Fuzzing CORB for breaking browser side channel defense
Origin: In browser, if two pages have same protocol, port (if specified), and host, then they are at same origin.
Side channel in this context: Here we are not talking about XS-Search or other higher level timing attack. Instead, we put our sight on the level of optimization-induced side channel attack (e.g. Spectre and Meltdown).
0x01 Same Origin Policy to Site Isolation
In short, same origin policy (SOP) states content from the different origin cannot interact with each. For instance, UCLA's webmasters can be super evil and want to leak students' schedule at UCSB. Without SOP, the evil webmaster could put following line of code on ucla.edu so that when a student opens ucla.edu in the browser after they log into UCSB's portal, their privacy is leaked.
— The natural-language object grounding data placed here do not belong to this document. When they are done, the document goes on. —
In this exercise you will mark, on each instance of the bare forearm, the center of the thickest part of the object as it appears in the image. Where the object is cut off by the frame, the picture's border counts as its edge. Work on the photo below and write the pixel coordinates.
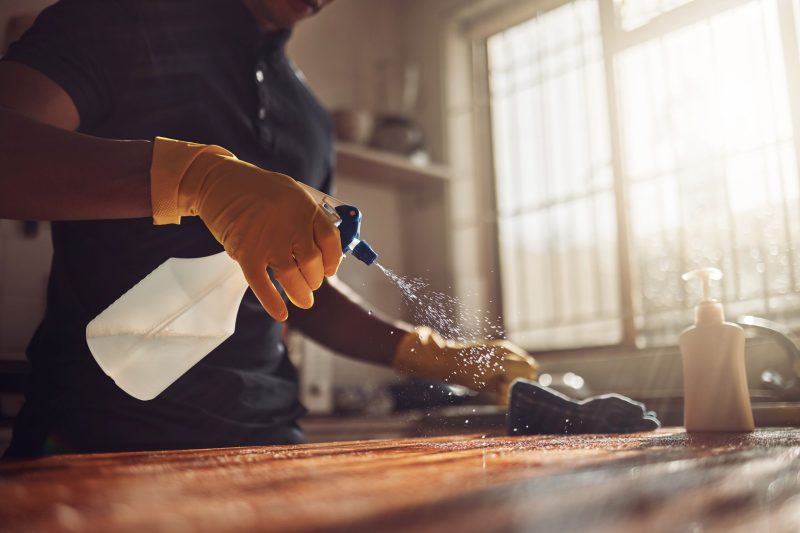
(340, 321)
(48, 173)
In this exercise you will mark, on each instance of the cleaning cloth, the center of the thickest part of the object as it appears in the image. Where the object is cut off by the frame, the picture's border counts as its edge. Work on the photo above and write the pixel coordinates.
(537, 410)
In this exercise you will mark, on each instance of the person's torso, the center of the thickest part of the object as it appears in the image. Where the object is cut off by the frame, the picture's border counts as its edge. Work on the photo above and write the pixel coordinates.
(202, 72)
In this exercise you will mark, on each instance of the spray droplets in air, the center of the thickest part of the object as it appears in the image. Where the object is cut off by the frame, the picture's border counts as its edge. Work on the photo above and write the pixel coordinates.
(453, 320)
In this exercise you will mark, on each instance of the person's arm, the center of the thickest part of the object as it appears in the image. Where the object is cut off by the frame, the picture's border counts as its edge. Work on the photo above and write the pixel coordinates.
(51, 173)
(340, 321)
(262, 218)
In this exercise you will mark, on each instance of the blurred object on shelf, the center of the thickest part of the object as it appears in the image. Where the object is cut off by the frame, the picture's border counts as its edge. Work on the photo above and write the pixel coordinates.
(398, 92)
(353, 125)
(395, 133)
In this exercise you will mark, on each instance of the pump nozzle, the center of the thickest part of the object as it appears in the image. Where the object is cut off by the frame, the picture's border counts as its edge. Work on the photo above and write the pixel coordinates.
(708, 310)
(705, 275)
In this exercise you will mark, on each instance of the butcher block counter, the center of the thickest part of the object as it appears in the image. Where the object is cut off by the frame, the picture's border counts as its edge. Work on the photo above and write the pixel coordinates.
(663, 481)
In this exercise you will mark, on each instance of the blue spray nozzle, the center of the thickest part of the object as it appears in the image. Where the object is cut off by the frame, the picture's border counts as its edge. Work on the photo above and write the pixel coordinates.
(350, 232)
(364, 253)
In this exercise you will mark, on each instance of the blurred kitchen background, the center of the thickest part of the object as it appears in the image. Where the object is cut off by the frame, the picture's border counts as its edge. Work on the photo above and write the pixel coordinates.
(556, 165)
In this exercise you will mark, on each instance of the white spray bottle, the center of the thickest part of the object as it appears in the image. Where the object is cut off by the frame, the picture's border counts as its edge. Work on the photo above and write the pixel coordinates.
(715, 391)
(184, 309)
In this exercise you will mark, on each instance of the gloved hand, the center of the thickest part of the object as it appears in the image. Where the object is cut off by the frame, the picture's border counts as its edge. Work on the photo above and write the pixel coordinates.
(479, 365)
(263, 219)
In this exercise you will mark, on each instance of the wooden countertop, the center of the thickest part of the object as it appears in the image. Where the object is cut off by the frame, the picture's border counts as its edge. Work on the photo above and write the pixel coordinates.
(663, 481)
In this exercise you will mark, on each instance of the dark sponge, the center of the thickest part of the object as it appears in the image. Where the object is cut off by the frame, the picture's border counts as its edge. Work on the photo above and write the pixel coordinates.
(537, 410)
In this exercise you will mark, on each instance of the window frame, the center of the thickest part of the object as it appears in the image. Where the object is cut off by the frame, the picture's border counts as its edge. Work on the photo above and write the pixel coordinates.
(466, 54)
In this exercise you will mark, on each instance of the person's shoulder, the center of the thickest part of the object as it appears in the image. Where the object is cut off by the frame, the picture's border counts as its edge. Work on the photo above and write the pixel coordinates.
(83, 18)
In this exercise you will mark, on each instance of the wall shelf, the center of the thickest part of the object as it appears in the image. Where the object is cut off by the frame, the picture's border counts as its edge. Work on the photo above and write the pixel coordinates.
(360, 162)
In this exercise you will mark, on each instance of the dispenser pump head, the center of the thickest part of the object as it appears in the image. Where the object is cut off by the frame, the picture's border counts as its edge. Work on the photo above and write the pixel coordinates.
(708, 310)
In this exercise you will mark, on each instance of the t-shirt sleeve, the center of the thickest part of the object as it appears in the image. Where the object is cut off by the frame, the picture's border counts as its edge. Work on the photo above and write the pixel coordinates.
(80, 45)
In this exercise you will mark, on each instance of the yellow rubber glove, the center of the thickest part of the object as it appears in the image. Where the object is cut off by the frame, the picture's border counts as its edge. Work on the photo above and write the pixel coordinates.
(263, 219)
(479, 365)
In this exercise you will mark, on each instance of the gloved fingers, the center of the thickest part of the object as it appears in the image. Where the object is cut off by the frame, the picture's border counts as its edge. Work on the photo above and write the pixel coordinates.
(265, 291)
(309, 260)
(295, 286)
(329, 243)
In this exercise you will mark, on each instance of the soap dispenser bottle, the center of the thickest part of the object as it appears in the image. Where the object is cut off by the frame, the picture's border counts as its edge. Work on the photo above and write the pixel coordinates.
(715, 391)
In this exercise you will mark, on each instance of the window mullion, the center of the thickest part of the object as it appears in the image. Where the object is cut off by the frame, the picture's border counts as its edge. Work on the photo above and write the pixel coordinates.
(608, 31)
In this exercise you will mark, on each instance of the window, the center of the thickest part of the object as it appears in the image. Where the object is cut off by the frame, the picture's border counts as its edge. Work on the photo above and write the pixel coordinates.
(703, 171)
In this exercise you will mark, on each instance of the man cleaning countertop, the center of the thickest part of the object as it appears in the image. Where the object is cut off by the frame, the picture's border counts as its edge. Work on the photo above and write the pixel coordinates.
(92, 72)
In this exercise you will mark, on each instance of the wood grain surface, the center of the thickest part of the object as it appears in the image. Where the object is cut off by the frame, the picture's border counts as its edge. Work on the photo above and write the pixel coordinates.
(663, 481)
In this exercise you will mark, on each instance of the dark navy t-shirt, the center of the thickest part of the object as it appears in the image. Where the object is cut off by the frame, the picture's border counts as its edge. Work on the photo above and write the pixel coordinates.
(194, 70)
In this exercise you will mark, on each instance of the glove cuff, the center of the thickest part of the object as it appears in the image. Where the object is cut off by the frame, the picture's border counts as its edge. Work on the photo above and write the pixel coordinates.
(171, 161)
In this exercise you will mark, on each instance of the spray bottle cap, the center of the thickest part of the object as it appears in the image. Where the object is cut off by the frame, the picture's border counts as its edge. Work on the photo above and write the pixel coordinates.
(708, 310)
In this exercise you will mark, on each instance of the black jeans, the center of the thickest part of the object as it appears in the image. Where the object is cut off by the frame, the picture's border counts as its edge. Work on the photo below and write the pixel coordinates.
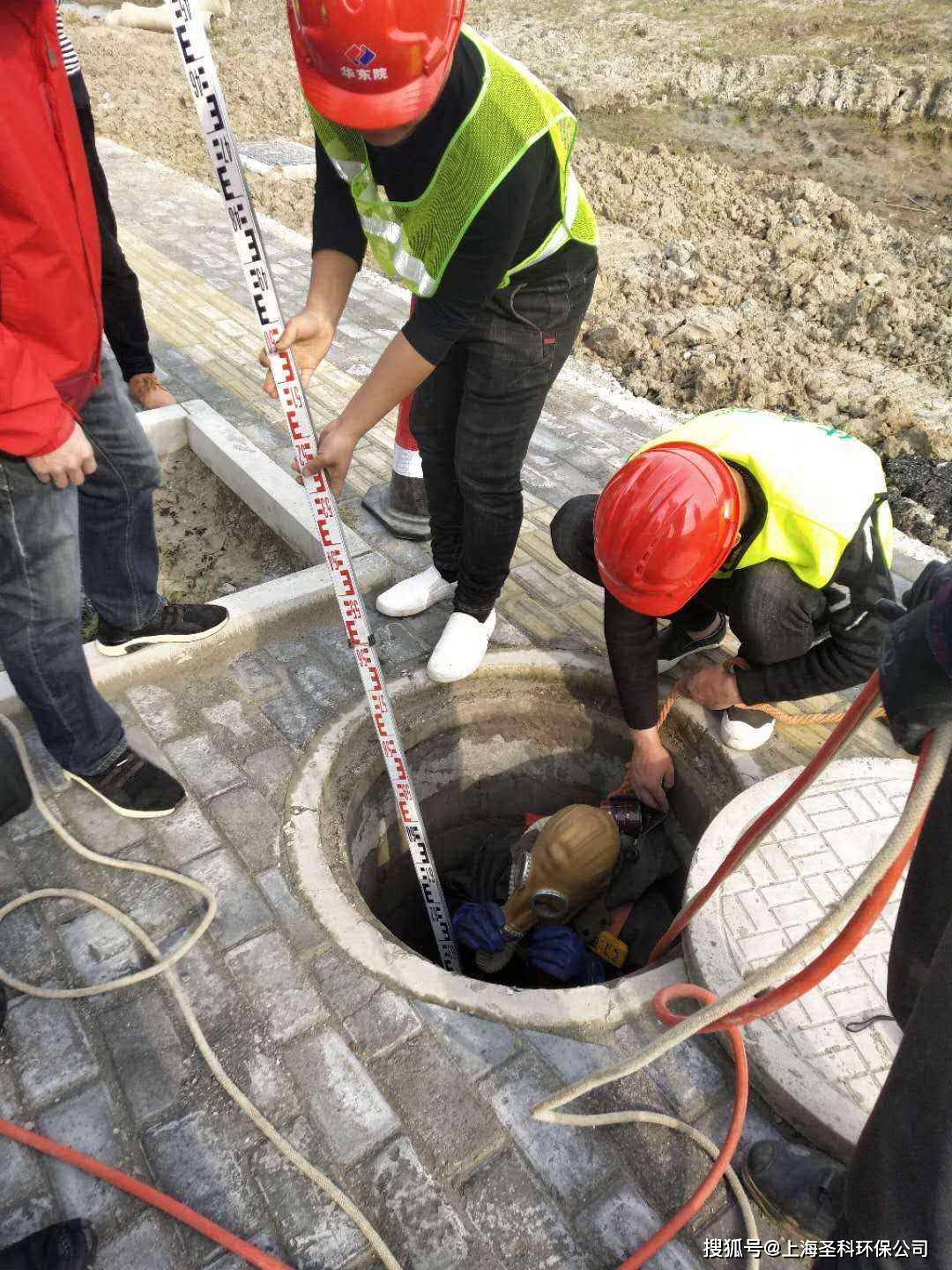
(123, 319)
(775, 615)
(900, 1181)
(472, 421)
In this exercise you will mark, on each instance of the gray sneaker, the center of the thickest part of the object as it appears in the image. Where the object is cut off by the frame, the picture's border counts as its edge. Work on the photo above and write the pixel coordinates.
(796, 1185)
(674, 644)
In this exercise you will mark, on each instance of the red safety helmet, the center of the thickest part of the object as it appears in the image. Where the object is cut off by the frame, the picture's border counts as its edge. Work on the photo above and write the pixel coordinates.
(666, 522)
(374, 64)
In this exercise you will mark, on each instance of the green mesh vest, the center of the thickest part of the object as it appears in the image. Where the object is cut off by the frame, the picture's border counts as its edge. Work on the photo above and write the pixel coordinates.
(414, 242)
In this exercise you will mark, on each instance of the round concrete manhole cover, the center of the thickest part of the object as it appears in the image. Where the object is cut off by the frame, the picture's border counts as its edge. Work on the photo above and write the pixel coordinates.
(818, 1073)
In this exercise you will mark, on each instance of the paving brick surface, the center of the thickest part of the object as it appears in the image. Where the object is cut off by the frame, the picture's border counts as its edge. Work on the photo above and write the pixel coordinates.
(805, 863)
(344, 1102)
(419, 1111)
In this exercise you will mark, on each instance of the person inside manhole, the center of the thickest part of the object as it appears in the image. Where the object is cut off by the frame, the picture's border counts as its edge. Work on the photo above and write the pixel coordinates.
(580, 897)
(777, 526)
(484, 221)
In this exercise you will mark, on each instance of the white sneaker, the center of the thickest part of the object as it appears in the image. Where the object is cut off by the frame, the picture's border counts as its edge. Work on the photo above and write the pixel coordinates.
(414, 594)
(461, 648)
(746, 729)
// At https://ucla.edu // add evil jQuery first so less code needed to be written $.get("https://my.sa.ucsb.edu/gold/StudentSchedule.aspx") // deal with response
However, luckily in real world, accessing response here from UCSB would trigger following error:
Access to XMLHttpRequest at 'https://my.sa.ucsb.edu/gold/StudentSchedule.aspx' from origin 'https://ucla.edu' has been blocked by CORS policy: No 'Access-Control-Allow-Origin' header is present on the requested resource.
There are ways to allow access at the side of UCSB (e.g. setting CORS header) but this is not at our scope of discussion.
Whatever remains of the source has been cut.